Aquele vendedor de sonhos me arguiu com palavras torrentes, urgentes em um tom febril. Me mostrou que era possível ir além da cortina realística do cotidiano, e que era desumano deixar os sonhos, mesmo os mais estranhos, guardados e esquecidos em um armário medonho. Em pandemônios ficaram meus pensamentos quando o vendedor, sem pudor, me mostrou um azul do mar que até então era sem par.

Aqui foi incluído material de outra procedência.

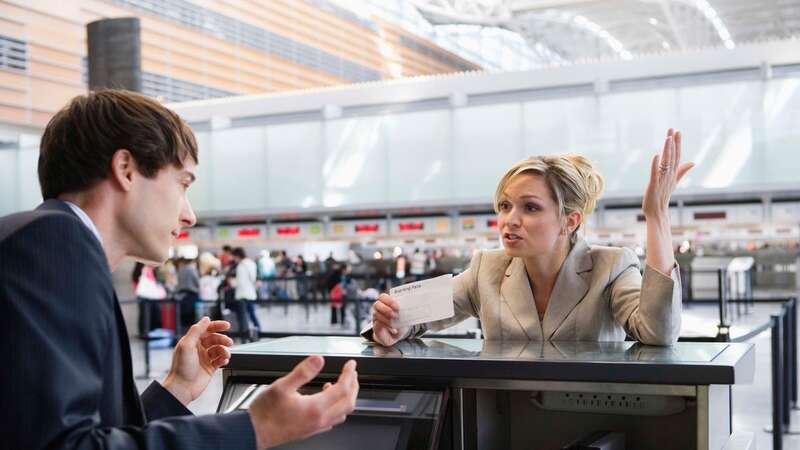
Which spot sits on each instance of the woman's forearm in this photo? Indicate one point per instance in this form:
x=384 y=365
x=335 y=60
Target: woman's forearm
x=659 y=244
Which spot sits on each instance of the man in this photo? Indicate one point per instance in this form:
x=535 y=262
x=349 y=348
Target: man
x=114 y=168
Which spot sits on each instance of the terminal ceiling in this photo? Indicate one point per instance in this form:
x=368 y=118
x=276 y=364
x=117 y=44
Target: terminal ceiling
x=566 y=31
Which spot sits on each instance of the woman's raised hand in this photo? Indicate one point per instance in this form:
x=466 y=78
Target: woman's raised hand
x=384 y=311
x=666 y=172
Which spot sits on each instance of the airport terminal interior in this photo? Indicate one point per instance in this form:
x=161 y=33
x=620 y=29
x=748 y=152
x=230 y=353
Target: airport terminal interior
x=349 y=147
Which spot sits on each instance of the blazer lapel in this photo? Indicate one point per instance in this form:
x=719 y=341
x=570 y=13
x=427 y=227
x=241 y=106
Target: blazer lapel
x=569 y=289
x=515 y=290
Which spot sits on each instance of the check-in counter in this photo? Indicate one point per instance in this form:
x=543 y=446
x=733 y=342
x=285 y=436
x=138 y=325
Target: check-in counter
x=459 y=394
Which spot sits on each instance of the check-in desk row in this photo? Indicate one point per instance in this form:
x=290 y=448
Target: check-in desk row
x=459 y=394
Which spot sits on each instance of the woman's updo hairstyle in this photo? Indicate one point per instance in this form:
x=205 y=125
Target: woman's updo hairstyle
x=574 y=184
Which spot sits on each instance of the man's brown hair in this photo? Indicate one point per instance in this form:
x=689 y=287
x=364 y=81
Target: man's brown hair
x=80 y=140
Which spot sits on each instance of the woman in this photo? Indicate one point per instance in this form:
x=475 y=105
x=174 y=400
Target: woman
x=547 y=283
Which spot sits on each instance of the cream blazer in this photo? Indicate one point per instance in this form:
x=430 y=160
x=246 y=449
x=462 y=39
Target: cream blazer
x=599 y=295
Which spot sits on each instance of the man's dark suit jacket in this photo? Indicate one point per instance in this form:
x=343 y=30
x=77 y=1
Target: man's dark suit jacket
x=66 y=377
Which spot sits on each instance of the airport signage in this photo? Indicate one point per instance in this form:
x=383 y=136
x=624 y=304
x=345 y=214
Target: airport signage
x=241 y=232
x=358 y=228
x=418 y=226
x=478 y=224
x=296 y=230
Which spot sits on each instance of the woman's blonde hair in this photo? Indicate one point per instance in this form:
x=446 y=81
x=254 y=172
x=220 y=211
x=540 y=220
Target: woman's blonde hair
x=574 y=184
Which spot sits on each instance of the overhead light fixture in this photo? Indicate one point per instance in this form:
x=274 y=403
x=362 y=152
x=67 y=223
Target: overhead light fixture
x=603 y=34
x=711 y=15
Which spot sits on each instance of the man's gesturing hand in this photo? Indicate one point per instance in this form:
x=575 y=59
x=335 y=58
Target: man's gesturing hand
x=280 y=414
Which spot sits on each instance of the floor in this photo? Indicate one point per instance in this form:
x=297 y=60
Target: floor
x=751 y=403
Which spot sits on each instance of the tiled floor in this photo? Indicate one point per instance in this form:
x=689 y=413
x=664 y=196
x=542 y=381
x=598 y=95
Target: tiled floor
x=751 y=403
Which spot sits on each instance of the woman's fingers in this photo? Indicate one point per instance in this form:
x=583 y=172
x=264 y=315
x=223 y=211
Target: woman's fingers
x=683 y=169
x=389 y=301
x=385 y=310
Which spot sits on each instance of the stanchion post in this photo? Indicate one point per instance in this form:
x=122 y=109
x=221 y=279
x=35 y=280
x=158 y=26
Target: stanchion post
x=146 y=337
x=777 y=383
x=787 y=366
x=793 y=354
x=723 y=329
x=357 y=302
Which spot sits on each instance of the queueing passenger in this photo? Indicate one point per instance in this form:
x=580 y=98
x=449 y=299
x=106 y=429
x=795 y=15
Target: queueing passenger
x=246 y=295
x=187 y=291
x=210 y=280
x=549 y=284
x=114 y=169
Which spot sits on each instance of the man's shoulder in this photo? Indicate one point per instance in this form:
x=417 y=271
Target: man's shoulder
x=17 y=224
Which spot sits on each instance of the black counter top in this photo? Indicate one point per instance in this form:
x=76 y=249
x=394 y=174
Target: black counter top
x=629 y=362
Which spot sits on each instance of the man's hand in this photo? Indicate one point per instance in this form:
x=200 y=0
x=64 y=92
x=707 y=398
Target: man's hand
x=198 y=354
x=280 y=414
x=384 y=311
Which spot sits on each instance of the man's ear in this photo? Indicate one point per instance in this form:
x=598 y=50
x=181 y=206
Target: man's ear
x=123 y=168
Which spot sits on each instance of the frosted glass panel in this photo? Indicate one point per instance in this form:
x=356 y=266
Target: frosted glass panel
x=782 y=130
x=719 y=122
x=238 y=169
x=355 y=165
x=30 y=194
x=631 y=128
x=201 y=189
x=488 y=140
x=560 y=126
x=293 y=165
x=8 y=181
x=419 y=154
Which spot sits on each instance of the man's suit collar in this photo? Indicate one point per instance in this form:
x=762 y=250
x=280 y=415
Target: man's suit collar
x=568 y=291
x=56 y=205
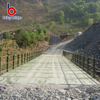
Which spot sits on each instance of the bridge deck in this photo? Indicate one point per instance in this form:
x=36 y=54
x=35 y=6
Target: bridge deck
x=48 y=69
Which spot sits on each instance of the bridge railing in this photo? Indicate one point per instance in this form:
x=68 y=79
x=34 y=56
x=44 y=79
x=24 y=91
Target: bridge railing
x=88 y=64
x=12 y=61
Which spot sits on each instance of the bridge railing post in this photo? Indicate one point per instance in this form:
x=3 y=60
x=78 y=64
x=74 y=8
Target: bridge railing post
x=0 y=65
x=24 y=57
x=93 y=68
x=83 y=62
x=87 y=65
x=77 y=59
x=7 y=63
x=13 y=61
x=18 y=60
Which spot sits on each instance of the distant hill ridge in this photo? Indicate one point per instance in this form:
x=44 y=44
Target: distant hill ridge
x=88 y=43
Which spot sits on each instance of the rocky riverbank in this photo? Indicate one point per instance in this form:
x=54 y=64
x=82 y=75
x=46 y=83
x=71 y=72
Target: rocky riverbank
x=48 y=92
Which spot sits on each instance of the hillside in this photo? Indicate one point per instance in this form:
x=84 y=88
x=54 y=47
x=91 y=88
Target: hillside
x=77 y=15
x=88 y=43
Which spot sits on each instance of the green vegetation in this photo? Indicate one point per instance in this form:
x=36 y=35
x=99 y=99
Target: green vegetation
x=46 y=8
x=83 y=10
x=59 y=16
x=25 y=38
x=52 y=24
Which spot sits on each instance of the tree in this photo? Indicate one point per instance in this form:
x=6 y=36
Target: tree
x=60 y=17
x=67 y=20
x=52 y=24
x=90 y=21
x=46 y=9
x=71 y=22
x=6 y=35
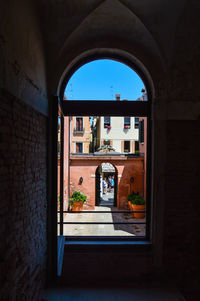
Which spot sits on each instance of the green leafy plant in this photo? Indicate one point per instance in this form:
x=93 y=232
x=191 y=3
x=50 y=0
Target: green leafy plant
x=77 y=196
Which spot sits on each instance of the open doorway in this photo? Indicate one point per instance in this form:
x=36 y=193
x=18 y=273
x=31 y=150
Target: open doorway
x=106 y=185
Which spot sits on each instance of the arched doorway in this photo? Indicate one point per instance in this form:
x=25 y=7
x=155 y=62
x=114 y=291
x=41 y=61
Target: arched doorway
x=106 y=185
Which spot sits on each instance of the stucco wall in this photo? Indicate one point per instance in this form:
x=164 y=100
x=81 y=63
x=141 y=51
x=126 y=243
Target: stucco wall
x=117 y=133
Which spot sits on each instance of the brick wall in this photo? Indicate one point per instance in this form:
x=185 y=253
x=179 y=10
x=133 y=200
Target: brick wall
x=23 y=170
x=182 y=207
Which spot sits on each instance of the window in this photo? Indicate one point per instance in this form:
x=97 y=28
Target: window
x=136 y=122
x=79 y=147
x=127 y=122
x=141 y=131
x=127 y=146
x=106 y=122
x=79 y=124
x=106 y=142
x=136 y=147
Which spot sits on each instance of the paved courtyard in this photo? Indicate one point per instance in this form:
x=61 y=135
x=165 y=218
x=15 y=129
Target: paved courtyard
x=107 y=216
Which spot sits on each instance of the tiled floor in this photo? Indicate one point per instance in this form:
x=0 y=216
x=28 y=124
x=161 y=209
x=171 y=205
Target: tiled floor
x=112 y=294
x=103 y=229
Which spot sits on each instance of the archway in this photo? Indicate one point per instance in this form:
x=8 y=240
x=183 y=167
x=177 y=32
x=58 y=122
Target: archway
x=106 y=185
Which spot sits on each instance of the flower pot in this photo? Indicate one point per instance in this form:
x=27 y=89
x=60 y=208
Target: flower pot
x=77 y=206
x=138 y=208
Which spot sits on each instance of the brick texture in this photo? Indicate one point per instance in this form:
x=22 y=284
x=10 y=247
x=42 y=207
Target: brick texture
x=23 y=206
x=182 y=207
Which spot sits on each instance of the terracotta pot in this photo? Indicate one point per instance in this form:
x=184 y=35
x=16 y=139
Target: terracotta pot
x=138 y=208
x=77 y=206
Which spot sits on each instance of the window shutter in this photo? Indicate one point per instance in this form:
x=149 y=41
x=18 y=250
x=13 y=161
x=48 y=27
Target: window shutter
x=141 y=131
x=133 y=147
x=122 y=146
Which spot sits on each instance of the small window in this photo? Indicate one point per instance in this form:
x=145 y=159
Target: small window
x=136 y=122
x=79 y=147
x=141 y=131
x=127 y=146
x=79 y=124
x=106 y=122
x=127 y=122
x=106 y=142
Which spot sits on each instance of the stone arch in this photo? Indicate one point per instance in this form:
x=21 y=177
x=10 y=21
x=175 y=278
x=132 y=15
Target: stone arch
x=107 y=53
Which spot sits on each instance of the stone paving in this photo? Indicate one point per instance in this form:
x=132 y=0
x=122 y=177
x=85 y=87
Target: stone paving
x=103 y=230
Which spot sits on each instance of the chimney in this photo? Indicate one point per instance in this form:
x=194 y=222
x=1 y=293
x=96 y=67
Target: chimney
x=117 y=97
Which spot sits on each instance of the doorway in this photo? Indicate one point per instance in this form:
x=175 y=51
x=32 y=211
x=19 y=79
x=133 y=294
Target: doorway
x=106 y=185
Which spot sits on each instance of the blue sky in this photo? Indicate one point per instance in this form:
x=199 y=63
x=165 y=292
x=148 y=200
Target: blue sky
x=102 y=79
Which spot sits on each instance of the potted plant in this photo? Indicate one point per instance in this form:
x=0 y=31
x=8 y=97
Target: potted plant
x=76 y=201
x=137 y=204
x=126 y=127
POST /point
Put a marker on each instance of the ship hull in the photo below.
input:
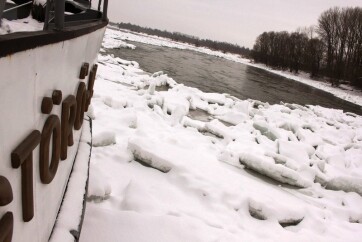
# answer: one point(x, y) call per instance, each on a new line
point(30, 73)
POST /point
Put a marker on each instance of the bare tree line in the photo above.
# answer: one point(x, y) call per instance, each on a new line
point(176, 36)
point(336, 51)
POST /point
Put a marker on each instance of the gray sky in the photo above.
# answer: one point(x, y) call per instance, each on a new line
point(234, 21)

Deixa eu respirar, lhe pedi.
Mas, constante e com paciência, parecia que me conhecia desde a infância, me mostrou em palavras, imagens e miragens onde eu queria ir. Sem aferir, era sim o lugar dos meus sonhos, um sonho que sempre tive e nunca estive, em qualquer ocasião, próximo de realizar.
Ele me mostrou um lugar onde a luz do luar se misturava, embaçava, com o brilho do sol. Lá tinha cachecol tecido com ramas campestres para as noites sempre frias. Lá tinha gurias a brincar na areia branca, que encanta nos dias sempre quentes. E também tinham entes, parentes, condolentes, pertinentes, cadentes, viajantes. Lá não tinha pressa e nem dor, compressa só de frutas silvestres para aliviar o calor. Era um lugar pintado com lápis de cor sem desdém, muito além da cortina contra fina da realidade. Na verdade, era um lugar só para imaginar.
E mesmo assim, sem um pingo de incredulidade enfim, aquele vendedor de sonhos, jeito risonho, me fez sonhar e acreditar que mesmo um lugar imaginário, sem destinatário, pode ser alcançado, sentido, visto, percorrido sem que perca todo o juízo, só o permitido.